As the directory structure shows, we included a environment.yml file with the packages and dependencies that should be installed. You can create a virtual environment with your favourite manager, i.e. conda, and install the requirements with:

conda env create -f environment.yml

Usage

This repository is divided in two folder: multiclass and binary. The multiclass folder has everything to work with $k\geq 1$ and binary has everything for the selective pair selection.

Multiclass

The main function which runs the training and fine-tuning for one seed.
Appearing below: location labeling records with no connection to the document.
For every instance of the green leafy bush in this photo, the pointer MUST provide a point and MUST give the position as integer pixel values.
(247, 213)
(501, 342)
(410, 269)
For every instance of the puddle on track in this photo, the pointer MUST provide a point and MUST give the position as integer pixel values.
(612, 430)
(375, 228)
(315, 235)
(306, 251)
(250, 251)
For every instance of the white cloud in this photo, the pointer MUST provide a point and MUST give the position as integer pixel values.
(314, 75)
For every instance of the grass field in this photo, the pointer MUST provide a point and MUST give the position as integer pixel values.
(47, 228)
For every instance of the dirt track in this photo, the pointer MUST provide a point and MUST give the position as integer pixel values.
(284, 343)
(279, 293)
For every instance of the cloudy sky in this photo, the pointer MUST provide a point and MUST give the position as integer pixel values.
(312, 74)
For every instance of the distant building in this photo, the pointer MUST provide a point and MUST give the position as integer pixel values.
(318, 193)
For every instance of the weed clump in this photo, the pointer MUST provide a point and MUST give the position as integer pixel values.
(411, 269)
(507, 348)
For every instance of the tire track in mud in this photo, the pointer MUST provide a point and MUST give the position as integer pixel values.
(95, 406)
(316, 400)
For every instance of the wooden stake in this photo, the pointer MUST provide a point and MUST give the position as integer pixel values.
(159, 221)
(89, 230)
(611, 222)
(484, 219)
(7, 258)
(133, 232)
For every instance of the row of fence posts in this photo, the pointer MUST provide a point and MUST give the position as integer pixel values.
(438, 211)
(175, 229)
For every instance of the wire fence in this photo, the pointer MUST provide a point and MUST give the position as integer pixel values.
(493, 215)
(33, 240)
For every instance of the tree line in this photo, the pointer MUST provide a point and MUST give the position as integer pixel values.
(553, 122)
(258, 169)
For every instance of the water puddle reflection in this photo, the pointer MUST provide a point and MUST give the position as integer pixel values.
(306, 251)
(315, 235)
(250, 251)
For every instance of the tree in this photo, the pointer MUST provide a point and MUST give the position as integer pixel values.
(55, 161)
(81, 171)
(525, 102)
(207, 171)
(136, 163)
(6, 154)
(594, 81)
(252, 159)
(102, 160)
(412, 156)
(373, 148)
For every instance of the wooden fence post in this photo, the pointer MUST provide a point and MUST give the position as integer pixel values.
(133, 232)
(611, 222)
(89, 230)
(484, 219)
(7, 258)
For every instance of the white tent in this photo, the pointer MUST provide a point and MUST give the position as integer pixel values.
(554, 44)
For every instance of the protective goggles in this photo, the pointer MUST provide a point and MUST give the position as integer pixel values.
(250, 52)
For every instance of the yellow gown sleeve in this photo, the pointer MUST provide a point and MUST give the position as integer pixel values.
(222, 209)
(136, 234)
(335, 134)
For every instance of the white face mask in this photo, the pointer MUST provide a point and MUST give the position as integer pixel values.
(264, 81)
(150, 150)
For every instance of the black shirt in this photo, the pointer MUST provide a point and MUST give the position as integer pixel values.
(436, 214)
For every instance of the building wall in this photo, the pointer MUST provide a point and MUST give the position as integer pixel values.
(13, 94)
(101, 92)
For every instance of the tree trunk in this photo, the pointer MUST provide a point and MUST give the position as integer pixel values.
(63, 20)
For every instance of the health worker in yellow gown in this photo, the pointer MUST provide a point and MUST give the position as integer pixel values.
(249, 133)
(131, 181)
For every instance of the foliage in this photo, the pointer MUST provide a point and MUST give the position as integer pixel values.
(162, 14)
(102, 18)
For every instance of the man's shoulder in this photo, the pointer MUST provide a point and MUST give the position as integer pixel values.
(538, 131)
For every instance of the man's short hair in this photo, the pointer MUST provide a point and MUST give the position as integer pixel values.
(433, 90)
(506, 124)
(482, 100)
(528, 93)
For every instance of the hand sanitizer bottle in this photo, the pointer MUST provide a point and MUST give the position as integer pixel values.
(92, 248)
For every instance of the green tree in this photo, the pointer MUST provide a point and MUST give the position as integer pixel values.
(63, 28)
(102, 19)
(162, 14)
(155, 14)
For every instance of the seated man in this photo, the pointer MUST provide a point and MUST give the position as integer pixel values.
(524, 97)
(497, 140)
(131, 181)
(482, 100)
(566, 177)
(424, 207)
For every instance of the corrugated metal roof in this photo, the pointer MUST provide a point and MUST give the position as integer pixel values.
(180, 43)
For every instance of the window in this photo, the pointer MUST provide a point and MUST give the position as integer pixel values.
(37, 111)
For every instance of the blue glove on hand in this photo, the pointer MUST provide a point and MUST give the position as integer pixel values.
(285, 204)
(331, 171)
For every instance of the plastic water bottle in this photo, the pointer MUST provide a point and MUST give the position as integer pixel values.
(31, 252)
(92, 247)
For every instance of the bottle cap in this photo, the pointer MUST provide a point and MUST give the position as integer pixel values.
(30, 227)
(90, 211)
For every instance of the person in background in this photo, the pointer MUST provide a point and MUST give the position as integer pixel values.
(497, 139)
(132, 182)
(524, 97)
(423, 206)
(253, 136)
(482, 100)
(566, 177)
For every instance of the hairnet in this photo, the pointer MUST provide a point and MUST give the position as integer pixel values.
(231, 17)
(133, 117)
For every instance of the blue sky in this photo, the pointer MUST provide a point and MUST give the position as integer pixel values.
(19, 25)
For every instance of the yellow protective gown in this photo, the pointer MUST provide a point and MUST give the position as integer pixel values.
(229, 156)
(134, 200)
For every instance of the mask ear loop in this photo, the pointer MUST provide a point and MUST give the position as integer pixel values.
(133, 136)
You can run the file by calling the following in the multiclass folder:

python main.py [arguments]

It has the following arguments:

--use-cuda: Flag to enable GPU acceleration if available.
--path: Path to the data directory.
--model_name: Name of the model used to embed sentences.
--pc: Flag to use pre-calculated embeddings.
--ratio: Specifies the amount of noise added to the ratings.
--k: Determines the number of comparisons to use during fine-tuning.
--epochs-t: Number of epochs for training.
--epochs-f: Number of epochs for fine-tuning.
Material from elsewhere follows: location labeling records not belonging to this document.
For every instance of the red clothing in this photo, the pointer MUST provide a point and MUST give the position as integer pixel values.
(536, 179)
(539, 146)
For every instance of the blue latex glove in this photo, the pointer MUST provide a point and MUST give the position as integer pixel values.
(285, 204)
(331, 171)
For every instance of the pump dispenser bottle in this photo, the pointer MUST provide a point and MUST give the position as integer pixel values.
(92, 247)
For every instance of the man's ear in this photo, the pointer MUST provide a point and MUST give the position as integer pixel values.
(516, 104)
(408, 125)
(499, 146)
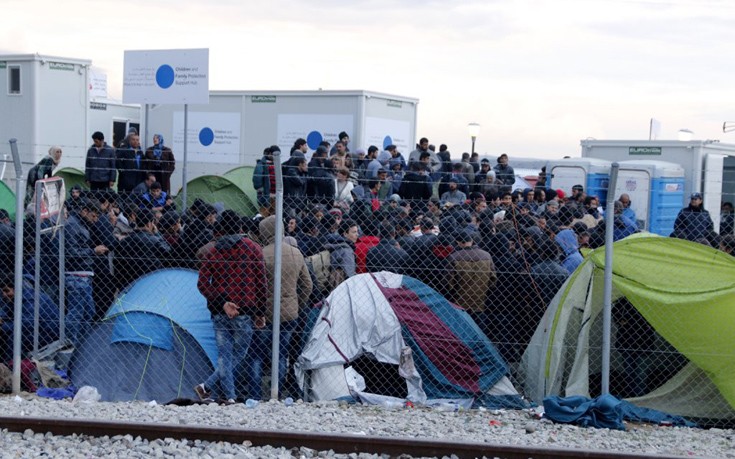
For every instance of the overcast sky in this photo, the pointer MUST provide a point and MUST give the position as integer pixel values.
(538, 76)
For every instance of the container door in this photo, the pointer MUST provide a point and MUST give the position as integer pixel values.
(714, 167)
(565, 177)
(637, 185)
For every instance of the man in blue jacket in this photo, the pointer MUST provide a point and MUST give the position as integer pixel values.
(48, 313)
(99, 168)
(79, 268)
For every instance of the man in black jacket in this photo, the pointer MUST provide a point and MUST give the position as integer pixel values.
(320, 185)
(141, 252)
(129, 163)
(99, 169)
(416, 186)
(295, 179)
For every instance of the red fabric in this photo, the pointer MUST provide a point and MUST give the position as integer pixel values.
(452, 357)
(361, 248)
(272, 176)
(235, 274)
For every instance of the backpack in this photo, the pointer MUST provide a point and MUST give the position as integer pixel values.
(320, 265)
(258, 173)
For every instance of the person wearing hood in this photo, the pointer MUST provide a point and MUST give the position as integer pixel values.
(505, 175)
(396, 155)
(79, 268)
(295, 178)
(342, 251)
(296, 286)
(395, 174)
(571, 258)
(160, 160)
(43, 169)
(130, 165)
(693, 222)
(471, 276)
(320, 183)
(435, 163)
(99, 166)
(233, 280)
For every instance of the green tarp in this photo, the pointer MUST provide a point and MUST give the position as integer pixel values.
(7, 199)
(71, 176)
(684, 290)
(215, 189)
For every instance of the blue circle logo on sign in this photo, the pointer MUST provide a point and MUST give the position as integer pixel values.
(206, 137)
(314, 139)
(165, 76)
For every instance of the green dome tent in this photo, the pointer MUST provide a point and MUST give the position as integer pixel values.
(683, 295)
(72, 176)
(214, 189)
(7, 200)
(243, 177)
To run the experiment for multiple seeds, multiple noise levels and create a plot, you can run the following file in the folder multiclass:

python config.py [arguments]

With the following arguments:

--use-cuda: Flag to enable GPU acceleration if available.
--path: Path to the data directory.
--model_name: Name of the model used to embed sentences.
--pc: Flag to use pre-calculated embeddings.
--ratio: Specifies the amount of noise added to the ratings.
--k: Determines the number of comparisons to use during fine-tuning.
--epochs-t: Number of epochs for training.
--epochs-f: Number of epochs for fine-tuning.

Binary

The main function which runs the training and fine-tuning for one seed. You can run the file by calling the following in the binary folder:

python main.py [arguments]

It has the following arguments:

--use-cuda: Flag to enable GPU acceleration if available.
--path: Path to the data directory.
--model_name: Name of the model used to embed sentences.
--pc: Flag to use pre-calculated embeddings.
--ratio: Specifies the amount of noise added to the ratings.
--epochs-t: Number of epochs for training.
--epochs-f: Number of epochs for fine-tuning.
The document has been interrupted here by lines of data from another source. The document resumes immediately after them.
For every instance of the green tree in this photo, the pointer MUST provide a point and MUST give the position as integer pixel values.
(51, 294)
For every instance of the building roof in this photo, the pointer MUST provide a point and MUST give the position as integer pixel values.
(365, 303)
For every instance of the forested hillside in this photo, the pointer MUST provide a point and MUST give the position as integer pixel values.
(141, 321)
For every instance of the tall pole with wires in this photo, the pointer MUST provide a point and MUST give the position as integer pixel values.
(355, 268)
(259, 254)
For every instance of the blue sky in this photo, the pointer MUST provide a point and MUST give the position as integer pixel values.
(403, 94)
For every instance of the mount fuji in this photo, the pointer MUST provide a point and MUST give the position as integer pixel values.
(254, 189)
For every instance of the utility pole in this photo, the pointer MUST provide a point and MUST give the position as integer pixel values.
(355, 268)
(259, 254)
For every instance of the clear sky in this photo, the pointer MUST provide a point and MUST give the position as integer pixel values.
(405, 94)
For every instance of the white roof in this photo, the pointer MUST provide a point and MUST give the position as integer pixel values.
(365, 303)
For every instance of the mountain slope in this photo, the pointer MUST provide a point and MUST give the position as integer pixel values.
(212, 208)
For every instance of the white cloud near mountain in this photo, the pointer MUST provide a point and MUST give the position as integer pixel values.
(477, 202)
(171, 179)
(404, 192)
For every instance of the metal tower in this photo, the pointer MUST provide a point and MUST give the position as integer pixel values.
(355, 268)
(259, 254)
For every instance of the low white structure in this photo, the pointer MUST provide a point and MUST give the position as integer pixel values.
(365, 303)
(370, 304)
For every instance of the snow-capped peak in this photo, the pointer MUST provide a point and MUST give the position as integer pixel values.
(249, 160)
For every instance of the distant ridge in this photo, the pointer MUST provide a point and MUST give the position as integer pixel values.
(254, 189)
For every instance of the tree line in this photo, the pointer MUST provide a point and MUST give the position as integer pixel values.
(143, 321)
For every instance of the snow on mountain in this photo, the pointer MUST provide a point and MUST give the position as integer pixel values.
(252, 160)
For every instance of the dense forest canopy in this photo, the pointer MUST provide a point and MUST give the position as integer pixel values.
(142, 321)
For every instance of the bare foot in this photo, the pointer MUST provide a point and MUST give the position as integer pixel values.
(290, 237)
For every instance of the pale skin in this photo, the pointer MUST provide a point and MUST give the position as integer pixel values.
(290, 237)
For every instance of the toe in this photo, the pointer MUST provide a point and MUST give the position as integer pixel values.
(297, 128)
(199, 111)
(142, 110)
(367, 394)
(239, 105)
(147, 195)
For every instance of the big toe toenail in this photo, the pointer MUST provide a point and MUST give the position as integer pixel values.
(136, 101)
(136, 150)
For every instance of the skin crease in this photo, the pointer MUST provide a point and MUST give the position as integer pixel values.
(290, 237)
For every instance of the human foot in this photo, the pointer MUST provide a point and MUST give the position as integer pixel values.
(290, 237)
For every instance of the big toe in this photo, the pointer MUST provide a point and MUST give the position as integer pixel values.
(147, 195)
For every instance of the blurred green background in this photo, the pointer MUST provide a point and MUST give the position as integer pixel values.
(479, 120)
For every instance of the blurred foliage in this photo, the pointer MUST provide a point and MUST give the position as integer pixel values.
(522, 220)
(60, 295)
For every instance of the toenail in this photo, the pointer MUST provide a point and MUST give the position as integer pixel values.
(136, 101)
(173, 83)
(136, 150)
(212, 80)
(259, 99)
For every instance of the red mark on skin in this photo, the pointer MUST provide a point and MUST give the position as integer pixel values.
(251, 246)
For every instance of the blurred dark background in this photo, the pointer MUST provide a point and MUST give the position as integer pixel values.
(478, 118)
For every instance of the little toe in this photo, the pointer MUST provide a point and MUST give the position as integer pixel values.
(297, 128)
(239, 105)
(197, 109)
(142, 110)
To run the experiment for multiple seeds, multiple noise levels and create a plot, you can run the following file in the folder binary:

python config.py [arguments]

With the following arguments:

--use-cuda: Flag to enable GPU acceleration if available.
--path: Path to the data directory.
--model_name: Name of the model used to embed sentences.
--pc: Flag to use pre-calculated embeddings.
--ratio: Specifies the amount of noise added to the ratings.
--epochs-t: Number of epochs for training.
--epochs-f: Number of epochs for fine-tuning.

Authors

This research project is done by Noa Nonkes, from the University of Amsterdam.